Yup apparently they are between 6-9 months


----------



## thedogsmother (Aug 28, 2008)

niki87 said:


> Yup apparently they are between 6-9 months


I really doubt this though, they act like little babies still, it isnt just the size, do you think she could have got this wrong?


----------



## thedogsmother (Aug 28, 2008)

Well the girls have new names, Im not sure if they even had names before , but they are now Bloom (the berkielicious one), Petal (the hooded one), and Flower (the Husky one). Bloom is the most frightened so shes been in the taming prison (aka my hoody) for an hour now and we have progressed to occasional kisses . My oh has agreed to them staying till we find them new homes, Im looking really really hard for homes for them, honest I am:aureola:


----------



## niki87 (Nov 18, 2009)

thedogsmother said:


> Well the girls have new names, Im not sure if they even had names before , but they are now Bloom (the berkielicious one), Flower (the hooded one), and Petal (the Husky one). Bloom is the most frightened so shes been in the taming prison (aka my hoody) for an hour now and we have progressed to occasional kisses . My oh has agreed to them staying till we find them new homes, Im looking really really hard for homes for them, honest I am:aureola:


Awww great names!! i am hoping Bloom will "blossom" in your care  ...sorry you asked for that one!


----------



## thedogsmother (Aug 28, 2008)

niki87 said:


> Awww great names!! i am hoping Bloom will "blossom" in your care  ...sorry you asked for that one!
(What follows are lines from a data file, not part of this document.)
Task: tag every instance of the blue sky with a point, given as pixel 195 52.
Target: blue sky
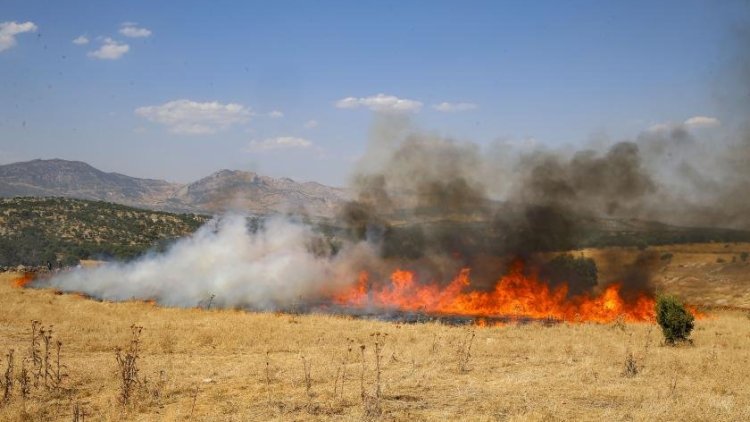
pixel 177 90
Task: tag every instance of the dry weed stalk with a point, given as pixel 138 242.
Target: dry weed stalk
pixel 47 372
pixel 308 381
pixel 35 352
pixel 339 391
pixel 7 381
pixel 372 403
pixel 464 351
pixel 24 380
pixel 362 393
pixel 127 362
pixel 631 366
pixel 268 377
pixel 79 412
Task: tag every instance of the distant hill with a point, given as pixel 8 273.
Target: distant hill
pixel 248 191
pixel 34 231
pixel 76 179
pixel 223 190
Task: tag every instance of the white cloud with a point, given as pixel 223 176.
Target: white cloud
pixel 695 122
pixel 282 142
pixel 381 103
pixel 702 121
pixel 447 107
pixel 132 30
pixel 9 30
pixel 195 118
pixel 81 40
pixel 110 50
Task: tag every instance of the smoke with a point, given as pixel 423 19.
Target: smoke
pixel 435 205
pixel 270 268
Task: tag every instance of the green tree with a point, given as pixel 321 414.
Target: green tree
pixel 675 320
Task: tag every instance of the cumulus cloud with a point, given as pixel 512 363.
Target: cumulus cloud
pixel 81 40
pixel 447 107
pixel 695 122
pixel 9 30
pixel 281 142
pixel 195 118
pixel 132 30
pixel 381 103
pixel 702 121
pixel 110 50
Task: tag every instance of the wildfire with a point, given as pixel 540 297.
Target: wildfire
pixel 516 294
pixel 23 280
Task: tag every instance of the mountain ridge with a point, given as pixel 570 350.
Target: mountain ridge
pixel 220 191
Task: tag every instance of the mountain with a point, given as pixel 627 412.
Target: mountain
pixel 76 179
pixel 223 190
pixel 232 189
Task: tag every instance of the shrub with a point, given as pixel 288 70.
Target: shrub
pixel 676 322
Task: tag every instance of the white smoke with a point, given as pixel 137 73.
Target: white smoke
pixel 271 268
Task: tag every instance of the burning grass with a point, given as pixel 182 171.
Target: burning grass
pixel 517 295
pixel 232 365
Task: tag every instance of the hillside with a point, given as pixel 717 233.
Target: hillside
pixel 34 231
pixel 221 191
pixel 76 179
pixel 251 192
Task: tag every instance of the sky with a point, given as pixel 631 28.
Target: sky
pixel 178 90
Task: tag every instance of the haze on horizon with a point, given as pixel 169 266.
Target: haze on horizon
pixel 291 88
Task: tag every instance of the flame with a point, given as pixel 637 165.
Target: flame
pixel 23 280
pixel 515 294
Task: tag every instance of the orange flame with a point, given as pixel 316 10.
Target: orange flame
pixel 515 294
pixel 23 280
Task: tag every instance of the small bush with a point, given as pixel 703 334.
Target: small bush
pixel 676 322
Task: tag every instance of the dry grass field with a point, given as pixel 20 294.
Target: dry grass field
pixel 228 365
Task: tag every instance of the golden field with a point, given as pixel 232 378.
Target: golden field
pixel 228 365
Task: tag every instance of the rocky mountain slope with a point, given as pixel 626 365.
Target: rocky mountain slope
pixel 221 191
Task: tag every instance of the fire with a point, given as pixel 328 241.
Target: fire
pixel 23 280
pixel 516 294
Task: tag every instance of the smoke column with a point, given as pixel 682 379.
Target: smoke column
pixel 269 269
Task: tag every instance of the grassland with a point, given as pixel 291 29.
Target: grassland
pixel 230 365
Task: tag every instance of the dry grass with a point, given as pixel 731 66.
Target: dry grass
pixel 232 365
pixel 713 274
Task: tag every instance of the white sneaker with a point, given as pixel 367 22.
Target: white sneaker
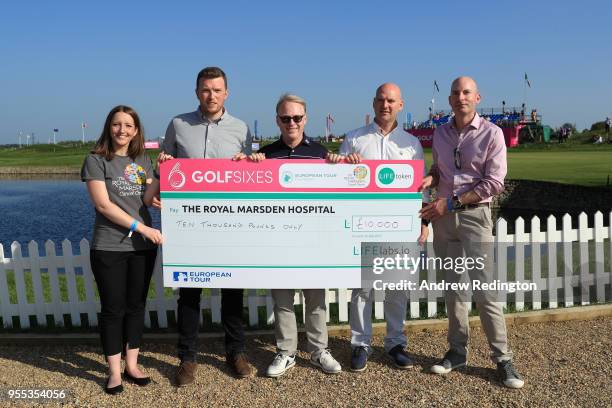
pixel 280 364
pixel 326 362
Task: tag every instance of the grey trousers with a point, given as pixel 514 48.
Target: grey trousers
pixel 285 325
pixel 469 233
pixel 396 302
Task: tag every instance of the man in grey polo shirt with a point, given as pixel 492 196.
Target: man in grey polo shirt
pixel 210 133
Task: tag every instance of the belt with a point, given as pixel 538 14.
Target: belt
pixel 471 206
Noooooooooooooooooooooooooooooo , we were looking for flower names and I loved Flower and Petal but now I want to call her Blossom because its prettier, is it too late to call her Blossom do you think?


----------



## niki87 (Nov 18, 2009)

thedogsmother said:


> Noooooooooooooooooooooooooooooo , we were looking for flower names and I loved Flower and Petal but now I want to call her Blossom because its prettier, is it too late to call her Blossom do you think?


I don't think so...especially if she has begun to "blossom" for now it is appropriate


----------



## blade100 (Aug 24, 2009)

Are u going to keep the girls until valentine has left for the bridge? Sorry to ask such a morbid question Gill.
Is poison girl having them?


----------



## thedogsmother (Aug 28, 2008)

blade100 said:


> Are u going to keep the girls until valentine has left for the bridge? Sorry to ask such a morbid question Gill.
> Is poison girl having them?


The idea is they are staying put, certainly at the moment they are still nippy (another reason why I think they are babies) so I spoke to Poison Girl and she was fine about them staying here. I cant see them going anywhere once Ive had them for a while, can you? . Im hoping Valentine will have a few months left yet but you can see the lump in the pictures, its not a small one and the vet wont remove it . I really hated the idea of not having girls, I love my girl rats as much as I love the boys :biggrin:.


----------



## LostGirl (Jan 16, 2009)

aww they are gorgeous, glad they are staying oops i mean found a good foster home


----------



## thedogsmother (Aug 28, 2008)

LostGirl said:


> aww they are gorgeous, glad they are staying oops i mean found a good foster home


Thankies hun, I have a lot of long term fosters


----------



## thedogsmother (Aug 28, 2008)

LostGirl said:


> aww they are gorgeous, glad they are staying oops i mean found a good foster home


Well its official, I got really upset over loosing Hickory mouse and he did something lovely, then said the girls could stay too, so thats the silver lining to losing Hickory , not that I was ever going to let the girls go anywhere


----------



## niki87 (Nov 18, 2009)

thedogsmother said:


> Well its official, I got really upset over loosing Hickory mouse and he did something lovely, then said the girls could stay too, so thats the silver lining to losing Hickory , not that I was ever going to let the girls go anywhere


That's sad news about Hickory, but great that the girls are staying.....not like they were going anywhere


----------



## thedogsmother (Aug 28, 2008)

They are so sweet now, they are coming round slowly but they generally come out to see me, only Blossom is brave enough to climb on my hand but they are all ok once Ive caught them, and only Flower is still nipping and that is more of a test to see if Im food. I just hope nobody is pregnant as Blossom has a pretty big tummy and Flower has really obvious nipples, fingers crossed though, for them and me


----------



## blade100 (Aug 24, 2009)

Post some tummy pics up again Gill so we can compare from last times pic.


----------



## thedogsmother (Aug 28, 2008)

blade100 said:


> Post some tummy pics up again Gill so we can compare from last times pic.


I will do my best, shes a wriggly girlie though


----------



## LostGirl (Jan 16, 2009)

Glad they are Offical now


----------



## thedogsmother (Aug 28, 2008)

Well Im not as worried as I was this morning, she seems to have had a bit of a growth spurt, shes visibly bigger all over and her belly seems far more in proportion, anyway see if you agree.


















And a little spot the ratty picture too, (ignore the dragged through a hedge backwards look, Ive had a very long day )


----------



## blade100 (Aug 24, 2009)

She looks fine to me Gill.

It's not suprising u feel rotten you have had a bad day yesterday.
We all have dragged through the hedge bottom days. I will tomorrow when I get in from my nite shift, lol.

I spotted da rat in the neck hole.


----------



## thedogsmother (Aug 28, 2008)

blade100 said:


> She looks fine to me Gill.
> 
> It's not suprising u feel rotten you have had a bad day yesterday.
> We all have dragged through the hedge bottom days. I will tomorrow when I get in from my nite shift, lol.
> ...


Thanks hun, she looks even less pregnant today so fingers (and everything else) crossed that shes safe . Thankies for not pointing out the puffy 'crying all day' eyes too


----------